What Mrs. Fisher Knows about Old Southern Cooking 
Reviews
This reprint of "What Mrs. Fisher Knows" was brought into being by Karen Hess. Hess has provided an informative introduction to the recipes (which are reproduced in their entirety), explaining many 19th century cooking concepts which may be unfamiliar to the modern cook and providing as much of Abby Fisher's story as can be found. In Fisher's original text it is interesting to see some of the earliest known written recipes for several dishes and to discover others which are almost unknown today. Fisher's original recipes are typical of 19th century (and earlier) cookbooks. Each recipe is several sentences in a single paragraph, with no separate ingredient list. In many cases it is assumed that the cook will know how to prepare something that is taken as a given in the recipe. This is a cookbook from a time when all cooking was "from scratch", when there were few labor-saving kitchen gadgets, and printed books were luxury items. It is not a step-by-step cookbook. [For that, see Chef Paul Prudhomme or Southern Living.]
"Good Things to Eat" by Rufus Estes is sometimes called the first cookbook written by an African-American. "What Mrs. Fisher Knows" was published thirty years earlier. (It could be said that Mrs.
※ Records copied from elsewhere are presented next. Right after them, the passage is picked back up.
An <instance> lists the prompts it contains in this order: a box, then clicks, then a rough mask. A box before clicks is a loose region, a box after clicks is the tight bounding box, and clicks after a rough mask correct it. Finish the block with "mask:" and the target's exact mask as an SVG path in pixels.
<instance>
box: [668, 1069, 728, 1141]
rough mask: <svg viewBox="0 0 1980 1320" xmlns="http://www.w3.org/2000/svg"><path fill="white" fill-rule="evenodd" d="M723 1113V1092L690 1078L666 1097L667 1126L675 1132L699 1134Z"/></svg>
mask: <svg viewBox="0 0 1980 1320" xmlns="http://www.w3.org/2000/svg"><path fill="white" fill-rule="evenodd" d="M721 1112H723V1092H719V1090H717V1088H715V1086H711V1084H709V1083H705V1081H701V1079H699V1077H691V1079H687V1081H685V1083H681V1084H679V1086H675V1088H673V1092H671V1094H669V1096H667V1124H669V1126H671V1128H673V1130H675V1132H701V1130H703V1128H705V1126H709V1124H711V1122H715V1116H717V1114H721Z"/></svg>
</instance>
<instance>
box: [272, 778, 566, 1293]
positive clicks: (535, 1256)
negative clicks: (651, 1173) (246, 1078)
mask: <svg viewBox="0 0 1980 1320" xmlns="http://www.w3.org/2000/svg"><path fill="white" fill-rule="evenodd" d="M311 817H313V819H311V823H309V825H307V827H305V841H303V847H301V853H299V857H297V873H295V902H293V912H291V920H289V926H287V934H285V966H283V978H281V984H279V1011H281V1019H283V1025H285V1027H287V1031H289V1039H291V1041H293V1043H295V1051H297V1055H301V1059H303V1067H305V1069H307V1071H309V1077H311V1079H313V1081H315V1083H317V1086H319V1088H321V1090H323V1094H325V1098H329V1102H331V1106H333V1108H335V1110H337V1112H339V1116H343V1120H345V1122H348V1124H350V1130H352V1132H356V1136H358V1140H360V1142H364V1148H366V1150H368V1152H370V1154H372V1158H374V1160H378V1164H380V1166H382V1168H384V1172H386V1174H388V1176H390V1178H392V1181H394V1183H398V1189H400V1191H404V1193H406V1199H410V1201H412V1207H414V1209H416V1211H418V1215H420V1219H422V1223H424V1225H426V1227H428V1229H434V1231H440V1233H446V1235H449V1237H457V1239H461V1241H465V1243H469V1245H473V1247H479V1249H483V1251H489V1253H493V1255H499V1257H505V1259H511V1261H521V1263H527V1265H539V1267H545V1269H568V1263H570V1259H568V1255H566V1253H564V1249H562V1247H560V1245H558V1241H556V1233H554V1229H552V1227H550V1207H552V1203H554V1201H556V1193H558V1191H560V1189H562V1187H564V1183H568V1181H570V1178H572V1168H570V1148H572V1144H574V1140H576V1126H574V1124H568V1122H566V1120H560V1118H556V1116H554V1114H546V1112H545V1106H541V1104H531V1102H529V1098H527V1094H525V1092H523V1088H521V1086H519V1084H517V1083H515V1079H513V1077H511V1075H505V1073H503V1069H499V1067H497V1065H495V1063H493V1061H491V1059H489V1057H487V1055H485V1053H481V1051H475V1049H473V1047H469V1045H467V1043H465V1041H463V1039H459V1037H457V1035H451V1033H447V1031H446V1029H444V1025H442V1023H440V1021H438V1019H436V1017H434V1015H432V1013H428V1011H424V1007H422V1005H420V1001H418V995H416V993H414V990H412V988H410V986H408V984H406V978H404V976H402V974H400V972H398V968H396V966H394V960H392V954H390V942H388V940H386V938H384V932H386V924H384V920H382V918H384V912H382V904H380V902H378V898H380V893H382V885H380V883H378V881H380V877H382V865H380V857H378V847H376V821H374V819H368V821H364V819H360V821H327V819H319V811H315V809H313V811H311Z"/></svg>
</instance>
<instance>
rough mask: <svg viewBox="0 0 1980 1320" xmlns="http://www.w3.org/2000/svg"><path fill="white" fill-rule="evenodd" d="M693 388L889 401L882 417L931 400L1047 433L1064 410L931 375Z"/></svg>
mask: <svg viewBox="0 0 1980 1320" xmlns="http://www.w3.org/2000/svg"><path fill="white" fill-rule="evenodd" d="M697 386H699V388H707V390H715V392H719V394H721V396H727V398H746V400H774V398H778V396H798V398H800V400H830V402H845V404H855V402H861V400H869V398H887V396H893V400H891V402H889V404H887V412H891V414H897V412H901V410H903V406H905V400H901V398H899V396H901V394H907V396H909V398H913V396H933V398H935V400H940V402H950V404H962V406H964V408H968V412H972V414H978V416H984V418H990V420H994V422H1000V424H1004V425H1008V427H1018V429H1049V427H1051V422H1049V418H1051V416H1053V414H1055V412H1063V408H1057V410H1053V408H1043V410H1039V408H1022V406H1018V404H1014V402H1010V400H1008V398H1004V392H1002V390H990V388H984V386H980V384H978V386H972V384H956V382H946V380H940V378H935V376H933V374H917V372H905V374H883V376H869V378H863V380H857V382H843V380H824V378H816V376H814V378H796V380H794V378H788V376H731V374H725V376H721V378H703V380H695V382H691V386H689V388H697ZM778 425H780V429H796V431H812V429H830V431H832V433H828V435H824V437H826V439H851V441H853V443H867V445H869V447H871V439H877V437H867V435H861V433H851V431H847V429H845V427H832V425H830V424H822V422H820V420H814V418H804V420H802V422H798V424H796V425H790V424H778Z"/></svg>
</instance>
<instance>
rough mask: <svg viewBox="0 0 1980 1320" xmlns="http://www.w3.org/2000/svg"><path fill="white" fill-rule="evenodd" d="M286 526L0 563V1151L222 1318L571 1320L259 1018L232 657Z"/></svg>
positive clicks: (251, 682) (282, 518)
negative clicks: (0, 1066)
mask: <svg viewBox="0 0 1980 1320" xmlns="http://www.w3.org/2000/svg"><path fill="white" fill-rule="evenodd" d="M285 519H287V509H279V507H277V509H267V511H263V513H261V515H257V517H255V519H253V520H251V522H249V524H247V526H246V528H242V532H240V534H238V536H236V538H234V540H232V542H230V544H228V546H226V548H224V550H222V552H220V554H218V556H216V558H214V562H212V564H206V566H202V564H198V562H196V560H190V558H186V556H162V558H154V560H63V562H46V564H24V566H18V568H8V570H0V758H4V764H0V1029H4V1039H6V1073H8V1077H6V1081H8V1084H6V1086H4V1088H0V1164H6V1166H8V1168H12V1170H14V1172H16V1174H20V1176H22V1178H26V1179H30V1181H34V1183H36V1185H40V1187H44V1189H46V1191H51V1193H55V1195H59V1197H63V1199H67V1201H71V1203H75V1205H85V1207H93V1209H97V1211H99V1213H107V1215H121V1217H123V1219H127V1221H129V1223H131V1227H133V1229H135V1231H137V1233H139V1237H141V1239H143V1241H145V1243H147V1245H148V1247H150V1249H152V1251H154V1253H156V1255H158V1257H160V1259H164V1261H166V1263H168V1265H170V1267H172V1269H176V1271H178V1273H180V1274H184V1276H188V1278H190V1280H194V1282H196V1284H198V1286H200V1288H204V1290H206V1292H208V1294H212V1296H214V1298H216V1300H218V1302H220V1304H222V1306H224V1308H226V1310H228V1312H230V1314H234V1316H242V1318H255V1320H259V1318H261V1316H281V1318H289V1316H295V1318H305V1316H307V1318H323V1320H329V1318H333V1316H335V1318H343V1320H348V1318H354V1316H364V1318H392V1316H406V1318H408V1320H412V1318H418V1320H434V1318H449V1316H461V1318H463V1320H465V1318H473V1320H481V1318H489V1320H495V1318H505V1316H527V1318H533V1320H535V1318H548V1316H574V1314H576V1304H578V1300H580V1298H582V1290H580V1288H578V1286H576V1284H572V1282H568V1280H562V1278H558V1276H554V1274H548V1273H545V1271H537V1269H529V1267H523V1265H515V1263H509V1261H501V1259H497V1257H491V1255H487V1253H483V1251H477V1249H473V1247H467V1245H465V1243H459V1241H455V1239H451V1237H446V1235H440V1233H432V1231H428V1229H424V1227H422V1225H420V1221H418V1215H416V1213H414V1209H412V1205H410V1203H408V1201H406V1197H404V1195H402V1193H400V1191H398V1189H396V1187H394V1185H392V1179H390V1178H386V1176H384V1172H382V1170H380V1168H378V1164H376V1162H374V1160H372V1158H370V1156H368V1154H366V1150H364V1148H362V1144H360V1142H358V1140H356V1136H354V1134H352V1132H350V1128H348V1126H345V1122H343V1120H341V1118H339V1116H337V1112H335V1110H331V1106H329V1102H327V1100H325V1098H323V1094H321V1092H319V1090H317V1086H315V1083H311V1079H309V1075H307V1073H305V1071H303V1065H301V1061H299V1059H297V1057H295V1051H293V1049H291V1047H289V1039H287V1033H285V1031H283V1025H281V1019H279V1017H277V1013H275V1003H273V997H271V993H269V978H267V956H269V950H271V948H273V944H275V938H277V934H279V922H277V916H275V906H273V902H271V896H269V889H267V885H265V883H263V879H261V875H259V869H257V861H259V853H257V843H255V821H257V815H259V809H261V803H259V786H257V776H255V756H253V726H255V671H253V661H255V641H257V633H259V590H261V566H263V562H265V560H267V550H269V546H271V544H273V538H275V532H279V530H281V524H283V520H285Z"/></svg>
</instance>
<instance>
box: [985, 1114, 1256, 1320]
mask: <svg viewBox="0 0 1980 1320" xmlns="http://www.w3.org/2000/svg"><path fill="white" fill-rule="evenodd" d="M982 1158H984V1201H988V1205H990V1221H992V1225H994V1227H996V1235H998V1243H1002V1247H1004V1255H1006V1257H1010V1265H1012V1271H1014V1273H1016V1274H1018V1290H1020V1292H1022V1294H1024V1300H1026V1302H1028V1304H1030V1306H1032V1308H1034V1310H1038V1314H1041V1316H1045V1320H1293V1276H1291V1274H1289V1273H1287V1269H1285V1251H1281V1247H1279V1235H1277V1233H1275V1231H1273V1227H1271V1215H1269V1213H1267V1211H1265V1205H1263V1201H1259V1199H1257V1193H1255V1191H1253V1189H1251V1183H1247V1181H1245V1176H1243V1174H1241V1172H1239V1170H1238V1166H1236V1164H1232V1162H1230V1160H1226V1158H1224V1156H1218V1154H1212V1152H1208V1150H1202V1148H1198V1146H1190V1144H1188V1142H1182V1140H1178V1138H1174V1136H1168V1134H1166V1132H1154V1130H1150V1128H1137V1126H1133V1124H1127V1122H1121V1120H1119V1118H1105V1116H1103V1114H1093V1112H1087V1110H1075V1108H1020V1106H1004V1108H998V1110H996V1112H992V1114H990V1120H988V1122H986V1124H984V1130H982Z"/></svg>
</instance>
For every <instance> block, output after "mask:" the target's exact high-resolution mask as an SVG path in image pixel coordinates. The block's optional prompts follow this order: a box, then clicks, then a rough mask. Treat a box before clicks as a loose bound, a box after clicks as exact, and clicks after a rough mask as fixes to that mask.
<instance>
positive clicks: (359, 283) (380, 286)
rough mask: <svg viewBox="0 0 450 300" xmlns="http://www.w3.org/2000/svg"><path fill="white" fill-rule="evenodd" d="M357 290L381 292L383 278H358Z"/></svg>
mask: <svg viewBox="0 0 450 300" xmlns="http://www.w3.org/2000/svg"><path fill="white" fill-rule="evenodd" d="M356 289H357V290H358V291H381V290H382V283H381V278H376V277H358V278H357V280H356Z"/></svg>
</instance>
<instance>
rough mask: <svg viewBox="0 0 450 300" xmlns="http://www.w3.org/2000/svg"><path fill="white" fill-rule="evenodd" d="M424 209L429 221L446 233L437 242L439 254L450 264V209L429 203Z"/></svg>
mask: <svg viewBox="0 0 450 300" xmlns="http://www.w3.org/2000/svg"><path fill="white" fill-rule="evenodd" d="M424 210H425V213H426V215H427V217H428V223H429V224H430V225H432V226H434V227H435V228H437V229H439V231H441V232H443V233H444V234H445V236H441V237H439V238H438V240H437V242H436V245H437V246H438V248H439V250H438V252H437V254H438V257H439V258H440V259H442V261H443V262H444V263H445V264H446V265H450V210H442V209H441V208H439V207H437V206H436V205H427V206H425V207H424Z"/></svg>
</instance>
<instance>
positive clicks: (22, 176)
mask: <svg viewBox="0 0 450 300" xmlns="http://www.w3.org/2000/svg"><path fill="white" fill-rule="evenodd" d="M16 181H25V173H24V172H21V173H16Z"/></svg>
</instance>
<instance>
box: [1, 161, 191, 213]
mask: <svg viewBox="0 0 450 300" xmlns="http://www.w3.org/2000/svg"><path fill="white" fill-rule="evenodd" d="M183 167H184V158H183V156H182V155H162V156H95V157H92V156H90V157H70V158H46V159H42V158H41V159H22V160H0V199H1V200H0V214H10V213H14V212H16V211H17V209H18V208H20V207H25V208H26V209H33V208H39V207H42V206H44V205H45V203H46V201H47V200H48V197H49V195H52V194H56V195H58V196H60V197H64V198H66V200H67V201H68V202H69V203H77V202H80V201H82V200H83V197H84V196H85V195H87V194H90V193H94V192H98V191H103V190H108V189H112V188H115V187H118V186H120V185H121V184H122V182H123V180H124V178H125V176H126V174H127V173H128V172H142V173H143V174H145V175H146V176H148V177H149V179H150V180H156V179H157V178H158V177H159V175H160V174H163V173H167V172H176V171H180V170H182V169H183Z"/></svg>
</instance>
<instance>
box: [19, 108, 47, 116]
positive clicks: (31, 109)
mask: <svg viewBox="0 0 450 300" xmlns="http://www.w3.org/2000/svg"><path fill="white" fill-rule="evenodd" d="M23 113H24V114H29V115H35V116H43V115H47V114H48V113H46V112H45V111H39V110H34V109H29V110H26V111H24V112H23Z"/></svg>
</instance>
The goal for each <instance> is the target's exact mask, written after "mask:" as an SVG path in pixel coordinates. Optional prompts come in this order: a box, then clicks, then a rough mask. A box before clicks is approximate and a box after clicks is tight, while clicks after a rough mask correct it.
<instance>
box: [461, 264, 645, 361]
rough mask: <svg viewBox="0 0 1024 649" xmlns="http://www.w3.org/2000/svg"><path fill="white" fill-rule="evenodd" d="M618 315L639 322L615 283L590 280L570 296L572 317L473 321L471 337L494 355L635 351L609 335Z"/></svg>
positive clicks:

Fisher, a former slave, did not actually "write" the book as she evidently did not know how to write; she dictated the recipes to a member of the Women's Cooperative Printing Office in San Francisco which published the work in 1881.)
(The editor, Karen Hess has done similar work on Mary Randolph's "The Virginia Housewife" and "Martha Washington's Booke of Cookery and Booke of Sweetmeats".)